Aprés avoir fondé en 1996, avec l’aide de Yuha-Pekka Marsalo, l’Expérience Harmaat, un groupe qui réunit des créateurs de différentes disciplines autour de la danse, Fabrice Lambert en assure désormais la direction artistique. Il propose au Centre Pompidou Jamais assez, présentée pour la première fois en 2015 au festival d’Avignon, dans le cadre de la programmation « in ». Jamais assez s’inspire d’un fait d’actualité, un projet véritablement prométhéen d’enfouissement de déchets nucléaires.
Prométhée déchaîné
Peu de temps après l’accident de Fukushima, le documentaire du réalisateur finlandais Michael Madsen, Into Eternity (2011) retient l’attention de Fabrice Lambert, lequel a toujours été sensible à la science et à ses évolutions, comme le rappellent ses pièces précédentes que sont Nervure, Solaire ou Gravité. Into Eternity s’ouvre sur ce commentaire : « I am now in this place where you should never come. » Ne jamais venir dans cet endroit, situé en Finlande, dans lequel 250 000 tonnes de déchets radioactifs, dont la nocivité estimée est de 100 000 ans, devraient être ensevelies.
Le titre même du film documentaire de Michael Masden prend alors tout son sens : aborder la question de la mémoire et le paradoxe à l’œuvre dans une entreprise si démesurée, celui de l’oubli résolu d’un tel lieu. Et dès le début de la pièce de Fabrice Lambert, une voix se fait entendre, reprenant le commentaire initial du film : « Je veux vous dire que vous êtes dans un lieu où l’on a enterré quelque chose pour vous protéger. On a pris grand soin d’assurer votre protection. Vous devez savoir que ce lieu ne doit pas être dérangé. Vous devez aussi savoir que ce lieu n’est pas un lieu d’habitation. »
Jamais assez
D’emblée, les jeux de lumières plongent le public dans ce lieu étrange sinon fascinant, et révèlent sur la scène nue une masse sombre que l’on devine être ensuite, les lumières s’intensifiant, un groupe de danseurs. La lumière se fait plus forte et la clarté envahit le plateau ; les interprètes se jettent alors au sol, comme s’ils étaient violemment frappés par celle-ci. Ainsi se développe la métaphore des effets de la radioactivité.
Car de manière frappante, la lumière joue un rôle essentiel dans la construction de Jamais assez. Elle dessine en effet les silhouettes des corps, suggère l’unité du groupe de danseurs ou son atomisation en inondant le plateau d’une clarté dénudante. Un cercle lumineux au-dessus de la scène recouverte d’un linoléum blanc complète le dispositif scénique pour laisser toute leur place aux mouvements des danseurs.
Sous ce dispositif lumineux, les interprètes expriment les conséquences réelles et possibles des effets radioactifs.
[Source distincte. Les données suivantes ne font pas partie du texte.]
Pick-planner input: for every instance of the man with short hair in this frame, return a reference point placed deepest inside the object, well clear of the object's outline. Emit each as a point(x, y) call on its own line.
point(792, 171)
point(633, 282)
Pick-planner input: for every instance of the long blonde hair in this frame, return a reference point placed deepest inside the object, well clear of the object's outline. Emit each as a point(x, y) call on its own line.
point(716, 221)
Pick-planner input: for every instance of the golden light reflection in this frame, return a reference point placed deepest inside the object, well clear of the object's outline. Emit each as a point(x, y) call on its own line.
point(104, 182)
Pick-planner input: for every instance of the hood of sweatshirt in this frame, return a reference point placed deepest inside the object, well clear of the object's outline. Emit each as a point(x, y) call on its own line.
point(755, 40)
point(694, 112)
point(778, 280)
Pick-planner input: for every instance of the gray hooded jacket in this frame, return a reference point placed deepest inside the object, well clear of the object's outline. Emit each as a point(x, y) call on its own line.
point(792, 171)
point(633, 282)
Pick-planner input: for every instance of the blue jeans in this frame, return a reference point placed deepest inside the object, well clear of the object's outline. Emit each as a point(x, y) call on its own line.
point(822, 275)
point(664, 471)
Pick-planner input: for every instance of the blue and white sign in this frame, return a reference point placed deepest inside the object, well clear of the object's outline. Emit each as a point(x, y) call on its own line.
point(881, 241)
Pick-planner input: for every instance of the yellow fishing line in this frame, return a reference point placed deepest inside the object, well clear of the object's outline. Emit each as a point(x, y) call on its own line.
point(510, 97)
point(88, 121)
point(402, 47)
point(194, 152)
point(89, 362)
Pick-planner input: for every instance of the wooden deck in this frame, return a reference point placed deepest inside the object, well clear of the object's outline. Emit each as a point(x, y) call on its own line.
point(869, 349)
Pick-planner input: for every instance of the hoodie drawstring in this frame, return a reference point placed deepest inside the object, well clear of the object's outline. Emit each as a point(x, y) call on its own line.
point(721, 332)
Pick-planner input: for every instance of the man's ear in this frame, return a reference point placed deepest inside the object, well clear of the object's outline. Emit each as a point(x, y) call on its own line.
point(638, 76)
On peut voit les corps se défaire et suggérer l’explosion des particules atomiques au travers d’une série de gestes brusques. Le mouvement d’ensemble de Jamais assez est maîtrisé pour évoquer semble-t-il la grande difficulté à contenir cette énergie ultimement destructrice qu’est le nucléaire. Une tension est toutefois perceptible entre l’agencement chorégraphique d’ensemble des mouvements des danseurs et les écarts que l’on peut constater lorsque les interprètes composent une ronde qui se dédouble pour former un huit couché évoquant l’infini.
Sur scène, les danseurs enchaînent alors rapidement les tours et tentent de maintenir un équilibre précaire au point d’intersection des deux anneaux. Une fumée envahit soudain la scène, et masque le mouvement d’ensemble, pour ne laisser voir que l’épuisement des interprètes. Les deux anneaux se brisant, les danseurs s’éparpillent.